Apenas ve al topógrafo, que pasa largas temporadas fuera del campo, pero su protección es ya innecesaria porque Leva ha pasado a integrarse en lo que le rodea. Tan solo sus murmullos son objeto de alguna burla cuando entra en el comedor en medio de la cena. Se ríen de él cuando, por ejemplo, se queda quieto junto a la estufa con una brazada de leña. Algo, al otro lado de las ventanas, le embelesa: copos que caen como plumones o la luz del crepúsculo que enciende los carámbanos que penden de los aleros. Quizá la cornamenta fabulosa de un macho de ciervo, allá, entre los tocones. Alguien le despabila de un golpe en la espalda. La leña cae a los pies y todos ríen.
Los últimos leñadores que quedan en el campamento del bosque regresan a principios de otoño. Arriba queda un puñado de soldados encargados de vigilar las instalaciones y la maquinaria, a la espera de su desmantelamiento definitivo.
Los que han vuelto pasan el día en el cercado, puesto que ya no queda trabajo por hacer. A medida que la producción sale y van quedando transportes libres, los que están en condiciones de seguir trabajando son subidos en los camiones y sacados del valle. A finales de octubre solo queda una docena larga de cautivos, la mayoría ancianos y enfermos.

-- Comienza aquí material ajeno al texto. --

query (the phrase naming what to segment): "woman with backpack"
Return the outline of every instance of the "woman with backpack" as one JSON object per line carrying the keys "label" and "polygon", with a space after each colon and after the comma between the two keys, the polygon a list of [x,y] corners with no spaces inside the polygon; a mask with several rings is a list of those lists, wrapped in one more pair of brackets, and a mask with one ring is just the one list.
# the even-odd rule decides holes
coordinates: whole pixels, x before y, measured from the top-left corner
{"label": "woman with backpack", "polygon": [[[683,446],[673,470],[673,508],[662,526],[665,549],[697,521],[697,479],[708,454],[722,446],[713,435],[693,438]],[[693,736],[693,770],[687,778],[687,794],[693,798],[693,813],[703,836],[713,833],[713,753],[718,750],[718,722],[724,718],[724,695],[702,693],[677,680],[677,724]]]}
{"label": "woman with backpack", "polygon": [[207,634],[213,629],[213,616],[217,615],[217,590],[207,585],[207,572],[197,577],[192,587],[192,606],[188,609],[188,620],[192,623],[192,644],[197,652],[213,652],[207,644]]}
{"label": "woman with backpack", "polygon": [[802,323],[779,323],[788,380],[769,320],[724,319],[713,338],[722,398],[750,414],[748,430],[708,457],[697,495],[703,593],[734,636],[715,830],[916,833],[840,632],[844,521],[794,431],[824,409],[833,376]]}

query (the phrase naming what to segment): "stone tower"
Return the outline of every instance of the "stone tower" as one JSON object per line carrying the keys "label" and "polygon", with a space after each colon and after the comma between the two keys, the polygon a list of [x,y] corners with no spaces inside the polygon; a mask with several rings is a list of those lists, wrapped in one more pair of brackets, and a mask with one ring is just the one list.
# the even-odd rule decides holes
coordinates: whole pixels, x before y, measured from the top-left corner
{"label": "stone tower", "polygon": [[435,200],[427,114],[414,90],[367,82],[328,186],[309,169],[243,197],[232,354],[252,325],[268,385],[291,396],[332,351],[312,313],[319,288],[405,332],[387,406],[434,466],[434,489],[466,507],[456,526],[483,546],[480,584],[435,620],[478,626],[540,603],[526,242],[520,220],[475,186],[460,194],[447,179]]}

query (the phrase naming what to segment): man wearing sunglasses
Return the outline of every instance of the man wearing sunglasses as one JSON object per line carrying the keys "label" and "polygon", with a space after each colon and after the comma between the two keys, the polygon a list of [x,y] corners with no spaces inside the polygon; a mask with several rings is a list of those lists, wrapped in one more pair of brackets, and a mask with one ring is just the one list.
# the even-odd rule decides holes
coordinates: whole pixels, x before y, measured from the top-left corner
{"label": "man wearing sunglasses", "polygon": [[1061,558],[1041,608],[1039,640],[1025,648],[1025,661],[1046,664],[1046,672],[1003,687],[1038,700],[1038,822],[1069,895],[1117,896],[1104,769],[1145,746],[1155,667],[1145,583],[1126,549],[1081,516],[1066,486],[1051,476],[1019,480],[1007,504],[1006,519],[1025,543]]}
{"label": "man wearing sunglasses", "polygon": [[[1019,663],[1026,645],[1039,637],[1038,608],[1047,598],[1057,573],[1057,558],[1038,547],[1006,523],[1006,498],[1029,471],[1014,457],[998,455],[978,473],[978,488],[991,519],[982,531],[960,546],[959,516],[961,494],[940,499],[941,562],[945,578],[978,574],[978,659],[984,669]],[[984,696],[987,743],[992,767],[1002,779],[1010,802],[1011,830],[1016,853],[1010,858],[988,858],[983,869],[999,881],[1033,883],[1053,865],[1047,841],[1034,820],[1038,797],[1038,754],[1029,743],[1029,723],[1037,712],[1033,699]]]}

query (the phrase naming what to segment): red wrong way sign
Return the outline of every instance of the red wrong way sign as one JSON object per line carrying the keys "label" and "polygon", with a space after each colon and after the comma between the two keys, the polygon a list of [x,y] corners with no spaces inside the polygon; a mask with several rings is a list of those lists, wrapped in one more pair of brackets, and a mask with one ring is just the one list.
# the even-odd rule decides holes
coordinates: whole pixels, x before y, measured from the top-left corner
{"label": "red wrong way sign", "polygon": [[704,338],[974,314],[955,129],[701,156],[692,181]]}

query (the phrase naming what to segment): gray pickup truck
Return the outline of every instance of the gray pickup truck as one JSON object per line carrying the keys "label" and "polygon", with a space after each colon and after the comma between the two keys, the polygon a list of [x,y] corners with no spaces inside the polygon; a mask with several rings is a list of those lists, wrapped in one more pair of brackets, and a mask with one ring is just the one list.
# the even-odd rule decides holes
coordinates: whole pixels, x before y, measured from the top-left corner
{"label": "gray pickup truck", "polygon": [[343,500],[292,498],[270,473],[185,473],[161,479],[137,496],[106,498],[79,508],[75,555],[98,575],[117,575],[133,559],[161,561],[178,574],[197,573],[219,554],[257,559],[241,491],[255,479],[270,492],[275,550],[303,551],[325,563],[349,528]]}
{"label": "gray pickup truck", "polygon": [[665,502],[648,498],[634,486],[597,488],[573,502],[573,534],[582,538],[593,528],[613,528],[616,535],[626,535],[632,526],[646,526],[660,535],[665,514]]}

Murmura cuando camina, mueve la cabeza espasmódicamente. Algunas noches, mientras duerme, grita y se convulsiona. Alguien que no es Teresa, que no tiene su cara ni su cuerpo, que ni tan siquiera es una mujer, puede que ni un ser humano, camina sobre cenizas. No es posible distinguirla del fondo, pues sus ropajes son del color del grafito. Tampoco oír sus pasos, amortiguados por la alfombra gris. Pero hay un momento, un instante apenas perceptible, en el que su piel refleja el fulgor final de un ascua a punto de apagarse. Entonces cree reconocer a ese alguien que no es Teresa pero que participa de su mismo ser. El manto de grafito vuelve a disolverse en las cenizas pero ya no es igual porque, al despertar, aunque no pueda ser consciente de ello, hay algo en él capaz de volver a prender el fuego.